WCCM - Lent Reflections 2017
Sunday Holy Week
Belum lama berselang saya berada
di teater dan setengah jalan babak pertama seorang pengunjung yang terlambat
diijinkan masuk. Dia menimbulkan kegaduhan umum saat kami memberi jalan baginya sehingga dia dapat menyelip melewati
setiap orang untuk sampai ke tempat duduknya di bagian tengah deretan. Begitu pertunjukan berlangsung, kita
harus mencoba untuk terus memusatkan perhatian kita karena pertunjukan itu
merupakan suatu aliran peristiwa tak terputus yang mengarah pada kepenuhan
tanggapan kita saat klimaks tiba dan layar diturunkan.. dan dinaikkan lagi. Hal
yang sama juga berlaku pada Pekan Suci. Jika perhatian kita teralihkan dari
langkah cerita yang makin cepat, jangan membuang-buang waktu untuk mengeluh,
tetapi kembalikan perhatian anda pada fokusnya.

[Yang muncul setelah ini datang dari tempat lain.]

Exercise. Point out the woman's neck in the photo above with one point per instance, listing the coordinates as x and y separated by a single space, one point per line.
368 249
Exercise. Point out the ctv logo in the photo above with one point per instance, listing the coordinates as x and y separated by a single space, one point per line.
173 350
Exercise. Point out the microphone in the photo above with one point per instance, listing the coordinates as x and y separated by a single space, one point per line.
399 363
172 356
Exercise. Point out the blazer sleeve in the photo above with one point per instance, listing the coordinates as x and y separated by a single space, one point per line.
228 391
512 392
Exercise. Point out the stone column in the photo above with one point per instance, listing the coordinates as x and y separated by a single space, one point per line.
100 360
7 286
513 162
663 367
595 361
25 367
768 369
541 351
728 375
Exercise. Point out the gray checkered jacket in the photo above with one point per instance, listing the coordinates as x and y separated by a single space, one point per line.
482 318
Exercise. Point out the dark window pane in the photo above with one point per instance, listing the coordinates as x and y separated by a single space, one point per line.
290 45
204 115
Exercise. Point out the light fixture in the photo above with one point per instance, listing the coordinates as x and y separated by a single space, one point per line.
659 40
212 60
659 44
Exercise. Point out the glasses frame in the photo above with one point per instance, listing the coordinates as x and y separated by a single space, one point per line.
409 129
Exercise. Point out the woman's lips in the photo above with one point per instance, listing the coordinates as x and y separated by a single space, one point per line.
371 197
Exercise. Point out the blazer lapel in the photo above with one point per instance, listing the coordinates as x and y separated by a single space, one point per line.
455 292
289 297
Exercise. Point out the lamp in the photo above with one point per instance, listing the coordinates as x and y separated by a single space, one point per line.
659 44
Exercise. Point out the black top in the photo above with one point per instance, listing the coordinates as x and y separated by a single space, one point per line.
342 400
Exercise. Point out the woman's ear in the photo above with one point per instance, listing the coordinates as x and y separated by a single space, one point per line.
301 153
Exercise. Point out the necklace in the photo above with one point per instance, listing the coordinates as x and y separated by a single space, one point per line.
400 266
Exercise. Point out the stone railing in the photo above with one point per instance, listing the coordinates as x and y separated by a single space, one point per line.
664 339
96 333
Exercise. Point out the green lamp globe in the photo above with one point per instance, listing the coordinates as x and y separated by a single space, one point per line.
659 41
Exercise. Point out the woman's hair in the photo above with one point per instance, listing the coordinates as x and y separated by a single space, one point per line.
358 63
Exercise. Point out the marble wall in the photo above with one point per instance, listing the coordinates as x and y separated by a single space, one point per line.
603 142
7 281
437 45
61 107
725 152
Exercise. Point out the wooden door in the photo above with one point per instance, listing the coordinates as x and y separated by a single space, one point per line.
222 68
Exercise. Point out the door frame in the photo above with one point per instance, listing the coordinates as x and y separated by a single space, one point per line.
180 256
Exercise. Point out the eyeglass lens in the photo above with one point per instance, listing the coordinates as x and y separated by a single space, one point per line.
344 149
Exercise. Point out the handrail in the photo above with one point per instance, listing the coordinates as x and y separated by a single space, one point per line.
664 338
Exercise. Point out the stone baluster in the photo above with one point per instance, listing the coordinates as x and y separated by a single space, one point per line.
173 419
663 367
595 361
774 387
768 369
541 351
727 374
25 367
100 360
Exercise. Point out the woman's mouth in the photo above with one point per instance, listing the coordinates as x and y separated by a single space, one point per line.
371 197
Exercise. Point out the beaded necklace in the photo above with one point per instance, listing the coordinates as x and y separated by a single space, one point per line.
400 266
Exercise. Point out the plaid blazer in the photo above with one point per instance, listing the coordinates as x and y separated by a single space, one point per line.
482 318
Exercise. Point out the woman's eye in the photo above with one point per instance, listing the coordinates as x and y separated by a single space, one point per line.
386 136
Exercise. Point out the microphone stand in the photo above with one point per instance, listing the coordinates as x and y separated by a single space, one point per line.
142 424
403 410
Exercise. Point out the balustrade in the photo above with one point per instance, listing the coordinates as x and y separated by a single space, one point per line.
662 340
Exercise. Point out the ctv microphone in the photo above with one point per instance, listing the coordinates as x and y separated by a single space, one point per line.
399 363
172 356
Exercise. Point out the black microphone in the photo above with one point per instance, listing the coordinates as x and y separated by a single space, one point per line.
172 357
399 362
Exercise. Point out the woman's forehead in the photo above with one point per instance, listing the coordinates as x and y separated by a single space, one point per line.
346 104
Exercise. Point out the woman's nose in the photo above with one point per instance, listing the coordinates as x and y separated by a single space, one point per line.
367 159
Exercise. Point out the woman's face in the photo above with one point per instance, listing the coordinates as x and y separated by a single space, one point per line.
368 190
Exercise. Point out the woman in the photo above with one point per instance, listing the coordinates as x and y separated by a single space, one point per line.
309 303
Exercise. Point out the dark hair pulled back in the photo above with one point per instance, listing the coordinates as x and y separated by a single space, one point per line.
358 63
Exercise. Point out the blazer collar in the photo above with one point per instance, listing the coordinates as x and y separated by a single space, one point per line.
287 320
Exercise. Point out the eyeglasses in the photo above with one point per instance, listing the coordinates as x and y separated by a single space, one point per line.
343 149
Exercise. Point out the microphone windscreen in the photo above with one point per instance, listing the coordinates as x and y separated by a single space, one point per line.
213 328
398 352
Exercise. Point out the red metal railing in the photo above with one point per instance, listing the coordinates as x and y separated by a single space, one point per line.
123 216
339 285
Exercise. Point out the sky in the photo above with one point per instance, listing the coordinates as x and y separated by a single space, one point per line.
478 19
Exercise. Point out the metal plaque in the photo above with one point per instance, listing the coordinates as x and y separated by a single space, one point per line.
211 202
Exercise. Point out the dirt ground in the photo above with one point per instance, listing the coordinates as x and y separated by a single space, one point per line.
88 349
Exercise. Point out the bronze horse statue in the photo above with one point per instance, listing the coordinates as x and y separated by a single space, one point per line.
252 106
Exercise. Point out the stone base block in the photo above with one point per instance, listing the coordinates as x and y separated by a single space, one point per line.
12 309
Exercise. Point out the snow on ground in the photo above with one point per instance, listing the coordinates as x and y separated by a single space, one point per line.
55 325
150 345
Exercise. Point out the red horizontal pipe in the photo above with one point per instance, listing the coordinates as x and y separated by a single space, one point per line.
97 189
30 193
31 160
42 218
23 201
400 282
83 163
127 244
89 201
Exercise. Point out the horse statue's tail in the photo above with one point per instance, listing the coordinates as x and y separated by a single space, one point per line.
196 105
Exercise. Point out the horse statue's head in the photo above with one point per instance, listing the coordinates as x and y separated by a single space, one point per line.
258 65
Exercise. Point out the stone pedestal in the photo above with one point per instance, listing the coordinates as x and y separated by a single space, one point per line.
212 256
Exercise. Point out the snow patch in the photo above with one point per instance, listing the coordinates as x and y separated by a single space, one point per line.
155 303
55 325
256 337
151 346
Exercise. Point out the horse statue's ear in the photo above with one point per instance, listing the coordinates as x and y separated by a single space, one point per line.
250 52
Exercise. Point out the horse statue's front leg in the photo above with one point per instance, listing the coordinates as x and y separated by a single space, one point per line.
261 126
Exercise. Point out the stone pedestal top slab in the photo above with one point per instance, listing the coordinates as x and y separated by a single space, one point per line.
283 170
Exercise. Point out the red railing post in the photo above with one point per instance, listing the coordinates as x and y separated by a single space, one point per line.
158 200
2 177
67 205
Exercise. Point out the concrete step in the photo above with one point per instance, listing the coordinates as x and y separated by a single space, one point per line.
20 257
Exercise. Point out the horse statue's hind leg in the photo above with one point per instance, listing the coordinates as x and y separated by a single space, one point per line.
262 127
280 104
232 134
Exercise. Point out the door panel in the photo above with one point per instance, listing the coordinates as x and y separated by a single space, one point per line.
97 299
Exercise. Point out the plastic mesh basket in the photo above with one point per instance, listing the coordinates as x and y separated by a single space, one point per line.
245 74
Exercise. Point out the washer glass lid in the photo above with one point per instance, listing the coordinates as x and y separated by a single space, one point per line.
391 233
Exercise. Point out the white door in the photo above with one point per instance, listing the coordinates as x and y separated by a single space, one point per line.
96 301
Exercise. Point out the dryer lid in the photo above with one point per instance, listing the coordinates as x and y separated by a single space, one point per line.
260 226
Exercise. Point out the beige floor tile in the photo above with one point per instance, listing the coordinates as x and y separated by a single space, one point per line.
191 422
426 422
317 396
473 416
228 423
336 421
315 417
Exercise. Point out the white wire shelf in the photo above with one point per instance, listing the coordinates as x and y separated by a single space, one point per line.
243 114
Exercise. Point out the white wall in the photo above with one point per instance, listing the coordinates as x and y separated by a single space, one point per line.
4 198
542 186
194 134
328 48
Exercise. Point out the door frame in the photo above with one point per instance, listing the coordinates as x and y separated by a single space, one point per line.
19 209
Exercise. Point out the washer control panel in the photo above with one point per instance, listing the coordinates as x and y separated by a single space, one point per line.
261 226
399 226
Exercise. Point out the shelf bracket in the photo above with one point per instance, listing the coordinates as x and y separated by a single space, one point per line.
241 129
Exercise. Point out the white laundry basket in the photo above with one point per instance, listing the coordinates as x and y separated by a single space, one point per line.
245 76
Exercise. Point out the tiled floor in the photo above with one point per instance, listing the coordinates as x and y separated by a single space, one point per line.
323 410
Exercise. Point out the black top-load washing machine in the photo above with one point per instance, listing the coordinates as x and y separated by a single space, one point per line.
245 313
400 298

Mengamati sejumlah lukisan
Perjamuan Terakhir, baru-baru ini saya memperhatikan bahwa Yudas ditempatkan
dalam cara-cara yang berbeda. Dalam lukisan dinding Leonardo yang terkenal,
Yudas sedang duduk, dengan tampang sangat kriminal urutan ke lima dari kiri,
memegang kantong berisi perak, (Petrus memegang belati yang nanti bakal
digunakannya untuk memotong telinga si petugas). Dalam lukisan Ghirlandaio,
Yudas duduk sendiri menghadap murid-murid yang lain. Dalam beberapa lukisan
Yudas dicirikan sebagai yang paling bertampang Yahudi di antara yang lain.

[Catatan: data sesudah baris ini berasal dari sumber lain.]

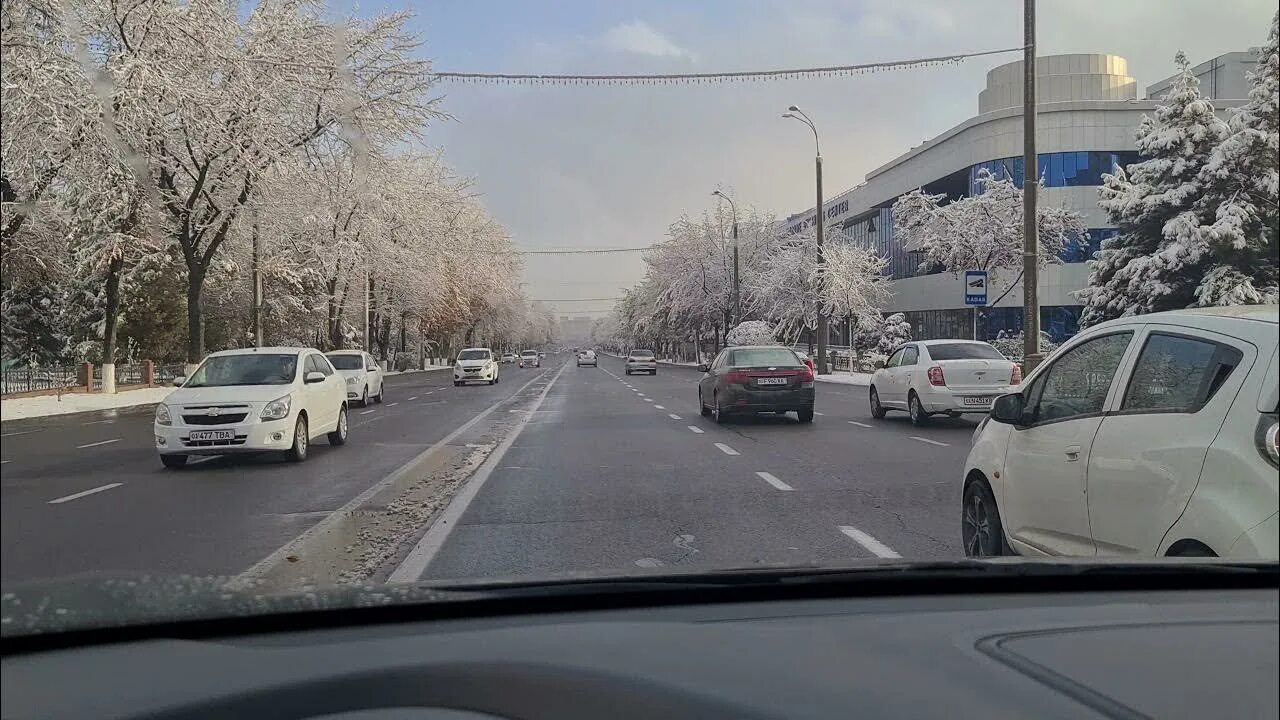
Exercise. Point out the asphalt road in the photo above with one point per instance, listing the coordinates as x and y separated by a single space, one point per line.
608 473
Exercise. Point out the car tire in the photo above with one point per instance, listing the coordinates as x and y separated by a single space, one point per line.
877 409
173 461
339 433
301 441
981 529
919 418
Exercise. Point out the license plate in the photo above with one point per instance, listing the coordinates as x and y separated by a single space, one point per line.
211 434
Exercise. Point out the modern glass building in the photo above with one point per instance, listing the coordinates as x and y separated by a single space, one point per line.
1087 115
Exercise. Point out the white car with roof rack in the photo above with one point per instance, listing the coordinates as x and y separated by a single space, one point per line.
950 377
252 400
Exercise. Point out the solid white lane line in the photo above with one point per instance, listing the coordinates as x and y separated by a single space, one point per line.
871 543
420 557
80 495
769 478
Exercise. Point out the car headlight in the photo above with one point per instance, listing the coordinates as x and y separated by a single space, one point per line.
277 409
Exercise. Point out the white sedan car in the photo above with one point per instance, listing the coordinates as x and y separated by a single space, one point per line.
1146 436
364 376
250 401
475 364
947 377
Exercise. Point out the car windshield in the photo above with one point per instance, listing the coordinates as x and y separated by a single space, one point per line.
347 361
908 309
964 351
252 369
762 356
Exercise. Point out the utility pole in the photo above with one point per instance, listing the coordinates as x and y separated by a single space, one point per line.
1031 183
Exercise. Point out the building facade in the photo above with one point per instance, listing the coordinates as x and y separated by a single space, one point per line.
1087 114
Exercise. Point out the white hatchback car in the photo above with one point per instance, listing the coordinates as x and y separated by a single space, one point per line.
252 400
1146 436
947 377
361 372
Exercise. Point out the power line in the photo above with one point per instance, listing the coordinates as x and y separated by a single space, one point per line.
702 78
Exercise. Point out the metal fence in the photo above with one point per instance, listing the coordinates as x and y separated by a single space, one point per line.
30 379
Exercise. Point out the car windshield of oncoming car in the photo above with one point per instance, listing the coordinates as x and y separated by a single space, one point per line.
248 369
964 351
347 361
763 358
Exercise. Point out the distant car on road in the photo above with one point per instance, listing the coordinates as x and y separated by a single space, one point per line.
949 377
475 364
760 378
252 400
1141 437
362 373
641 361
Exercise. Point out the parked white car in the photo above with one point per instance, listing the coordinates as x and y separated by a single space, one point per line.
1146 436
949 377
362 373
475 364
250 401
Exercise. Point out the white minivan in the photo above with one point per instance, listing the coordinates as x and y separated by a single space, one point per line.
1144 436
252 400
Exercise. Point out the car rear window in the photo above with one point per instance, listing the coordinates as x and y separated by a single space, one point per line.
964 351
763 356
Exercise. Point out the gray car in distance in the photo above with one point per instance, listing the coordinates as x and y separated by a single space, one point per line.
755 379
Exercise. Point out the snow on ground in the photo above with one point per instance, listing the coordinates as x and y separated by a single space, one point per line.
19 408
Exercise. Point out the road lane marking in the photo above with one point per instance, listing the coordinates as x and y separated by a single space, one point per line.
417 560
871 543
769 478
83 493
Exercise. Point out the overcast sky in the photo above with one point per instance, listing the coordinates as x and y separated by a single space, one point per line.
612 167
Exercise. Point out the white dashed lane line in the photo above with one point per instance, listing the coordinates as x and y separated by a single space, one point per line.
83 493
96 443
871 543
773 481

Biasanya, Yudas dipisahkan sebagai sosok yang tidak menarik dan terkucilkan,
meskipun dalam kisah tersebut dia memiliki keintiman yang sangat kuat, dan
bahkan misterius, dengan Yesus, yang mengetahui apa yang akan lakukannya dan
secara diam-diam menyuruhnya untuk melanjutkan niatnya (‘Malam telah tiba’)
Wajah-wajah mengungkapkan dan
memamerkan kita. Kita mengenal dengan kebahagiaan wajah yang akrab dalam
kerumunan para penyambut di bandara yang menunggu di bagian Kedatangan.
Tiba-tiba segerombolan orang asing larut menjadi wajah yang tersenyum dan
lambaian bersahabat menghalau anonimitas
yang merupakan bagian terburuk dari sebuah perjalanan.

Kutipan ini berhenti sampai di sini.